ABCDE is a right square pyramid. Find the total surface area of the pyramid. Find the volume of the pyramid.
+128475 First, find the slant height = sqrt [ 20^2 - 3^2 ] = sqrt [ 391]
So the area of one triangle = (1/2)(6)sqrt [391] = 3sqrt [391]
So the surface area = 4 * 3sqrt [391] + surface area of the base =
12sqrt [391] + 6^2 = 12 sqrt [ 391 ] + 36 = 12 [ sqrt (391) + 3 ] units^2
To find the volume find the height
The diagonal across the base = 6sqrt 2
So (1/2) of this = 3sqrt (2) = sqrt (18)
So the height = sqrt [ 20^2 - (sqrt 18)^2 ] = sqrt (382)
So the volume = (1/3) area of base * height =
(1/3) 6^2 * sqrt (382) =
12 sqrt (382) units^3
I hope this is correct.
Surface Area: 6*6 = 36 for base. sqrt(391) is the distance from the midpoint of a side to the top of the pyramid, due to Pythagorean Theorem. 3sqrt(391) is the area of one of the sides.

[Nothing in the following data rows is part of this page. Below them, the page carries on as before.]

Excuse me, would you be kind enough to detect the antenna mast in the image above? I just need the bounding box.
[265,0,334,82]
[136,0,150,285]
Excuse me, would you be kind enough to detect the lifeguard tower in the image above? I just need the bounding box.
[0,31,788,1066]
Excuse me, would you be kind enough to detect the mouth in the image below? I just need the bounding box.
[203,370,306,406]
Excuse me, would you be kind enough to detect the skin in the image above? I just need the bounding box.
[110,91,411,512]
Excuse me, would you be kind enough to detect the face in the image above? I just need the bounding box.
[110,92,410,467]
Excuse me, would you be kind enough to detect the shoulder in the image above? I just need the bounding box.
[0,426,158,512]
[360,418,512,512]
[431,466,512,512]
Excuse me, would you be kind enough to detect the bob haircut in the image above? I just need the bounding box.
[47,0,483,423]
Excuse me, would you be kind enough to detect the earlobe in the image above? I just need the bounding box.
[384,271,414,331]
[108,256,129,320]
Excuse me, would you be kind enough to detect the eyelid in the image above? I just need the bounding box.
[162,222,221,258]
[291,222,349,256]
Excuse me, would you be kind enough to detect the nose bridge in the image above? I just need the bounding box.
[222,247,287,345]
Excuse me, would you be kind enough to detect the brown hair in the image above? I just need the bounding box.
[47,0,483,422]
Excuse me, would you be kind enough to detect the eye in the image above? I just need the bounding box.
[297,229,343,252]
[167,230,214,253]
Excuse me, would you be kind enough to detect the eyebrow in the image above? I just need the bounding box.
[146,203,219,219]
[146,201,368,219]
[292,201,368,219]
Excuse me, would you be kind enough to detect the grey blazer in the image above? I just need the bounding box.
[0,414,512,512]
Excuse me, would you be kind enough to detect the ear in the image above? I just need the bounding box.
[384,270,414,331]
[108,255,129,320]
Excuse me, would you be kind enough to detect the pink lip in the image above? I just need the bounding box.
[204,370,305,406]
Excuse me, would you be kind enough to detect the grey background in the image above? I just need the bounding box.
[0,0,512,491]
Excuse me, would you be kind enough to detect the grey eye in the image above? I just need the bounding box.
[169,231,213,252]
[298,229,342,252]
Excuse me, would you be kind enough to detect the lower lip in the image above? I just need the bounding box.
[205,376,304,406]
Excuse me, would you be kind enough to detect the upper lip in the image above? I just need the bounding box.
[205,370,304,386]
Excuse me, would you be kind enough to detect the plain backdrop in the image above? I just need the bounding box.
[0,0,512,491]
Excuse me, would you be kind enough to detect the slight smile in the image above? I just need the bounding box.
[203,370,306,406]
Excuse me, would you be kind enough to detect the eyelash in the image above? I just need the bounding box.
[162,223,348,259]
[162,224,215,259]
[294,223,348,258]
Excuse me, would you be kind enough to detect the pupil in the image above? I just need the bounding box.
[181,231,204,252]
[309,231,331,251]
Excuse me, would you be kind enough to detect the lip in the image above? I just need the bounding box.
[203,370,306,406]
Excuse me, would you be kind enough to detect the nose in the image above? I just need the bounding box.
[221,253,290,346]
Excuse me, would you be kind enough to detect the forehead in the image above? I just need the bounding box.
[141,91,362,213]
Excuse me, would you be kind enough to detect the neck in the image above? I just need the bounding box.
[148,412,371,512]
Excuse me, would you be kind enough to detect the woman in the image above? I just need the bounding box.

The answer after we multiply that by four and add 36 is 12sqrt(391) + 36.
Volume: The volume of a pyramid is the area of the base times the height, divided by 3. the base is 6*6 = 36. Since the distance from the midpoint of a side to the top of the pyramid is sqrt(391), and the distance from that to the center of the pyramid is 3, we use the Pythagorean Theorem. We find that the height of the pyramid is sqrt(382). Our answer is 12sqrt(382).